Most residents of the city-state live in tidy, subsidized highrises. Unless, of course, you happen to be one of the foreign workers who helped build them.
A public housing highrise in the Ghim Moh section of Singapore.
A public housing highrise in the Ghim Moh section of Singapore. Courtesy NFB

A typical drive through Singapore offers an almost continuous view of orderly and largely uniform highrise apartment buildings. Residents’ clothes dry in the hot, damp air on retractable hangers protruding from windows. These public housing estates, called HDBs, are generally offered at lower prices than private property and are home to more than 80 percent of Singaporeans. While some are fancier than others—one near the Central Business District, the 50-story Pinnacle@Duxton, boasts the “world’s longest sky gardens”— most, if not all, like Singapore itself, are extremely well-kept.

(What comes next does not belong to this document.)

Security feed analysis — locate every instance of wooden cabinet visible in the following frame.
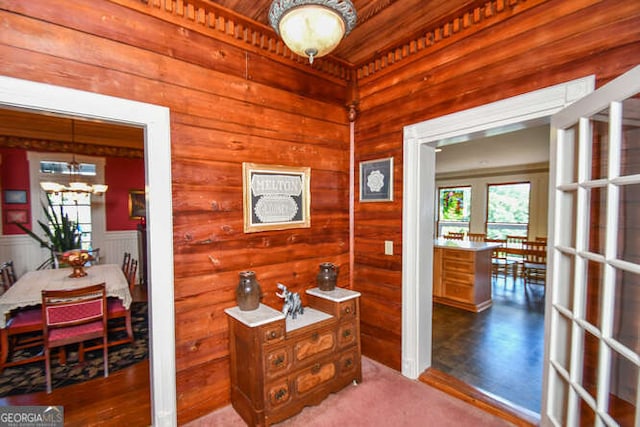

The people responsible for constructing these very Singaporean dwellings are overwhelmingly male migrant workers. These low-wage manual laborers, along with female migrant workers who tend to work in domestic capacities, today make up nearly one-fifth of the total population of Singapore, according to Jolovan Wham, the executive director of the Humanitarian Organization for Migrant Economics, or HOME. Most hail from Malaysia, China, Bangladesh, India, and other Asian countries.